The plan should identify “comprehensive strategies for agencies to identify and remove barriers to
equal employment opportunity in employment practices,” the legislation reads. Plans should be updated at least once every four years.

OPM published a governmentwide diversity and inclusion plan back in 2016. No similar governmentwide diversity and inclusion plans have published since.

“Diversity and workplace inclusion is much more than a vision statement, especially when it comes to federal agencies,” Menendez said. “Our Federal Jobs Act strives to make a government by the people and for the people, look more like the people it represents. Increasing diversity in the workplace also creates a culture of inclusion that is reflected in the policies and programs advanced by the federal agencies, giving visibility and a voice to communities that are often left behind.”

In addition, Menendez’s bill mandates individual agencies to publicly submit their own diversity and inclusion plans, which should describe demographic data, as well as employee participation in professional development programs and agency outreach efforts.

Agency heads must work to “achieve a workforce from all segments of society” and “avoid discrimination for or against any employee or applicant on the basis of race, color, religion, sex (including pregnancy or gender identity), national origin, age, disability, sexual orientation, veteran status, or any other prohibited basis,” the legislation reads.

Agencies should conduct exit interviews with departing federal workers, the legislation said, so that organizations can better understand whether employees from diverse backgrounds are leaving at different rates compared to their colleagues.

Beyond the reporting mandates on agencies, federal prime contractors would have to submit their spending estimates on economically and socially disadvantaged subcontractors.

Organizations within the legislative and judicial branches should, if possible, develop and submit their own diversity and inclusion plans, the bill said.

Many agencies already have and maintain such plans, but the federal government overall has struggled to improve the diversity within its top leadership corps.

According to OPM data, minority representation in the Senior Executive Service decreased slightly in fiscal 2017 from the previous year.
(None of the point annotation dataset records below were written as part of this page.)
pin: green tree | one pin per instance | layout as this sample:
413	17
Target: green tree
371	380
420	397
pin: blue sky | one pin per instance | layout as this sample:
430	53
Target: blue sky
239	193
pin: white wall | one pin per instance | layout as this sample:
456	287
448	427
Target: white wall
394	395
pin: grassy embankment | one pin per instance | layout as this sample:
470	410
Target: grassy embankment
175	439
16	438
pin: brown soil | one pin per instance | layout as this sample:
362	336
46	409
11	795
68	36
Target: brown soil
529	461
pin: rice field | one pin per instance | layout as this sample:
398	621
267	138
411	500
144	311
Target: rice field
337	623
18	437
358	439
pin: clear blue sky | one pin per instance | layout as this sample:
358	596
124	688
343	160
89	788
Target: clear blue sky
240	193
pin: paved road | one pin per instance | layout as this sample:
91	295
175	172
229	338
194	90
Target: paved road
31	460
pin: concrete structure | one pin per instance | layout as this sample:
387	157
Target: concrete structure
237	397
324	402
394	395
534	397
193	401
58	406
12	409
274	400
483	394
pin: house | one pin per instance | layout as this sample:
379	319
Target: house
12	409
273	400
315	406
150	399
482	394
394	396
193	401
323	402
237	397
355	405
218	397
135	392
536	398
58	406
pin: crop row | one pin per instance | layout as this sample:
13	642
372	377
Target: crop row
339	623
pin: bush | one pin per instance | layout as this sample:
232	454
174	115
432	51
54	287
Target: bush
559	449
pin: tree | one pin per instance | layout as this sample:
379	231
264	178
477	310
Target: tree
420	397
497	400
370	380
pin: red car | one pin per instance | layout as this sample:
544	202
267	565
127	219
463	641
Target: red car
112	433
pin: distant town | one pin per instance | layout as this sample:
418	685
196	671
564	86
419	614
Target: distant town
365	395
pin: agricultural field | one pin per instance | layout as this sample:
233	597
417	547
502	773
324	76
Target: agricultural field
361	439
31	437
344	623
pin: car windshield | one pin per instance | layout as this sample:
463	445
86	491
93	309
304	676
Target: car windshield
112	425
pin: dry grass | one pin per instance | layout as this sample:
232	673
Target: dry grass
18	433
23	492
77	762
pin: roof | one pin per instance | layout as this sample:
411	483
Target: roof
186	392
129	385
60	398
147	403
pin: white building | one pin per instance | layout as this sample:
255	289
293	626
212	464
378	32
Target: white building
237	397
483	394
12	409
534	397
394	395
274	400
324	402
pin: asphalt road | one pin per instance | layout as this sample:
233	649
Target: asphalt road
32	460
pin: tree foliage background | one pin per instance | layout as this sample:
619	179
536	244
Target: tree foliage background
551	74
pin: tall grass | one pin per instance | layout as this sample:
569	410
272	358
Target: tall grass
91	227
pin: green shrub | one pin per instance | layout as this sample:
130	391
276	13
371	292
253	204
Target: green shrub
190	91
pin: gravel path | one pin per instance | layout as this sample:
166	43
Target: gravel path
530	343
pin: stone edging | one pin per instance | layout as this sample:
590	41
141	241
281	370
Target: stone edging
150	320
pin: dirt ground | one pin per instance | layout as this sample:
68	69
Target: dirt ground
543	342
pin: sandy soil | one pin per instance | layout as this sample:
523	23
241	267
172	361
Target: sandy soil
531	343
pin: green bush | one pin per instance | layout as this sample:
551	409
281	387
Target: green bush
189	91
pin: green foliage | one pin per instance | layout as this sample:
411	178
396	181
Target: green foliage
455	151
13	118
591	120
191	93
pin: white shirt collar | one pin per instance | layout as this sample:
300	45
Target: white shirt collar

Executives from diverse backgrounds made up 21.2% of the SES in 2016, compared to 20.7% in 2017.

The Senior Executive Service is overwhelmingly — roughly 79% — white.

In contrast, Black employees made up 10.4% of the Senior Executive Service in 2017, compared to nearly 19% of the general federal workforce.

Hispanics made up 4.6% of the SES and 8.9% of the entire federal workforce, according to an OPM report on the Federal Equal Opportunity Recruitment Program from 2019.

The Hispanic Council on Federal Employment has expressed its frustration with the incremental improvements in hiring in recent years, despite previous efforts to more dramatically expand opportunities in government.

The council used to meet a few times a year, but public meetings have stopped within the last year or so.